Joanna Werner, ConEd ’11, s,es opting out of Homecoming as a matter of faith. Instead of going to the street party, Werner is attending “Summit,” a religious retreat sponsored by Campus for Christ at Lakeside Pentecostal Camp in Cobourg.

“We planned our retreat not as an alternative to it. … It just happened to coincide with that weekend,”she said.

Werner said she would not be attending the street party even if she was in Kingston this weekend.

“I would probably be doing other things that would personally interest me.” she said. “Last year … I was actually studying that night.

“It was the only time that I had to study for the week.”

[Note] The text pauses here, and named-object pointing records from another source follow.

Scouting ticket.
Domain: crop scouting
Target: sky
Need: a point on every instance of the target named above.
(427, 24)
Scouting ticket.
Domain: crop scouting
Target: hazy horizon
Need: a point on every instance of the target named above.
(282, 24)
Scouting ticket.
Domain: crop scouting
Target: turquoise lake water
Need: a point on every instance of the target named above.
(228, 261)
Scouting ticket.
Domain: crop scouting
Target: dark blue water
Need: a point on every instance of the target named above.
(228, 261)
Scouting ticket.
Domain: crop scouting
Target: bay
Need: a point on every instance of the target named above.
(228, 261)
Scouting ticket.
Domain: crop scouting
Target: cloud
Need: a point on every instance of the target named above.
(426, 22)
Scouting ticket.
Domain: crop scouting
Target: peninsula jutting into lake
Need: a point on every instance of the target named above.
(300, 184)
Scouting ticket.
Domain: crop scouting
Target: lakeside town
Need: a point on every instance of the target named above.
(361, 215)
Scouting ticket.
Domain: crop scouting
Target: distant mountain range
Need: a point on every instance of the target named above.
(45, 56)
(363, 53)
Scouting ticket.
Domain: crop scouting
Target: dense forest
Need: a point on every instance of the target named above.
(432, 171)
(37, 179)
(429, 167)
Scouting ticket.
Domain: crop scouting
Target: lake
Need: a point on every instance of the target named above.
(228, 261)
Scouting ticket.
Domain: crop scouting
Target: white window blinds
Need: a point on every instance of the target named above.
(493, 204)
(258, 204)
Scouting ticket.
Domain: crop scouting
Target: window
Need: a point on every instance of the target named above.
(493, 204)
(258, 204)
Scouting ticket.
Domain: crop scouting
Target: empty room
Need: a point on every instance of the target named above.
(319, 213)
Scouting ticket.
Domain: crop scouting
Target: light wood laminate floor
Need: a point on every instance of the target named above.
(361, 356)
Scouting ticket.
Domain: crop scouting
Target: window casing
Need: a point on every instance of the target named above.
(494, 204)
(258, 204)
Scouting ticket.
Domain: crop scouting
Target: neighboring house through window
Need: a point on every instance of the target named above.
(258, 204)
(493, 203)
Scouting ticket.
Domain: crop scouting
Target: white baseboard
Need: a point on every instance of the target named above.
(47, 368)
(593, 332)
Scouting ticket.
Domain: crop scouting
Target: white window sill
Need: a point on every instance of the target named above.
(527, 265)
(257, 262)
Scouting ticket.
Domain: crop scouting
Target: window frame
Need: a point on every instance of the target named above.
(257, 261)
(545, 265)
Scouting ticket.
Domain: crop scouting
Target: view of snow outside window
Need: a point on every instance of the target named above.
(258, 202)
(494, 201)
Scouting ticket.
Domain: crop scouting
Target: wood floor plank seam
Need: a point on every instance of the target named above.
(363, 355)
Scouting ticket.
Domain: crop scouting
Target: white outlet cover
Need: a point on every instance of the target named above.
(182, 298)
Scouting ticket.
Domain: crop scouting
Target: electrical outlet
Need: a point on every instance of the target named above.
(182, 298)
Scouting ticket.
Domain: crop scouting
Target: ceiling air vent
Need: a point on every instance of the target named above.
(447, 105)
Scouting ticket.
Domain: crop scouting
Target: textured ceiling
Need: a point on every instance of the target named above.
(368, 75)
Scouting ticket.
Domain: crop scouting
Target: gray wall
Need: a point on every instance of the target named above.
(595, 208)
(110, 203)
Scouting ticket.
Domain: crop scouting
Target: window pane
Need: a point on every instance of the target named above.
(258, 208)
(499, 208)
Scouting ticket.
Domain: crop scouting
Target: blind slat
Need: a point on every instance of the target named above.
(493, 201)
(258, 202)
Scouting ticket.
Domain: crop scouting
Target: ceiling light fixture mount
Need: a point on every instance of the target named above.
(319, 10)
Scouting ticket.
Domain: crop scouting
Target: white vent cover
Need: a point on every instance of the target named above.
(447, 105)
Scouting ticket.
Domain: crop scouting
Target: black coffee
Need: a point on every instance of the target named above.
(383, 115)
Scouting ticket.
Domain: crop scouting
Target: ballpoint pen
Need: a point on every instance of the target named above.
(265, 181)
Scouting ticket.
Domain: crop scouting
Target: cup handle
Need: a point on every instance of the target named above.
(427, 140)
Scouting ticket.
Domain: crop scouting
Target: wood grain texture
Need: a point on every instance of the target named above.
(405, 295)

Werner said she doesn’t feel as though Aberdeen should overshadow Homecoming as a whole.

“There’s way more to Homecoming than just the Aberdeen party,” she said.

“Queen’s has such good school spirit; that encourages the quantity of people returning.”

Werner said even though she’s skipping the gathering herself, she has many friends who will be on Aberdeen Street on Saturday.

“I have a lot of friends who are [going]; I guess it’s something they have personally chosen to do. … It’s not like that’s something out of the ordinary.”

Men’s hockey team captain Jon Lawrance, ArtSci ’11, doesn’t get to choose whether he’ll go to Aberdeen. But he said there’s nothing special about the event anyway.

He’s missing Homecoming because of his team’s away schedule. This weekend marks the team’s first road-trip of the year for a three-game exhibition series against Acadia University in Wolfville, NS.

“While Homecoming is great, I guess, it’s just another excuse to party. It’s a bigger version of something that we do all year anyways,” he said.

Lawrance said he was disappointed after attending the street party for the first time last year.

“It was an experience. It gets really built out of proportion. It wasn’t as outrageous as I thought it would be.” he said. “ It seemed a lot more organized than I thought it would be.” Lawrance said he’d rather be playing hockey.

“For me, it’s a good trade-off. We didn’t even do this last year, so it’s something that we don’t get to do very often. During the year we don’t play [Acadia] at all.”

The EQuIP Alternative Homecoming Concert and Dance Party will be held at 9 p.m. on Saturday, Sept. 27 at the Grad Club. Cover is $5 or pay what you can.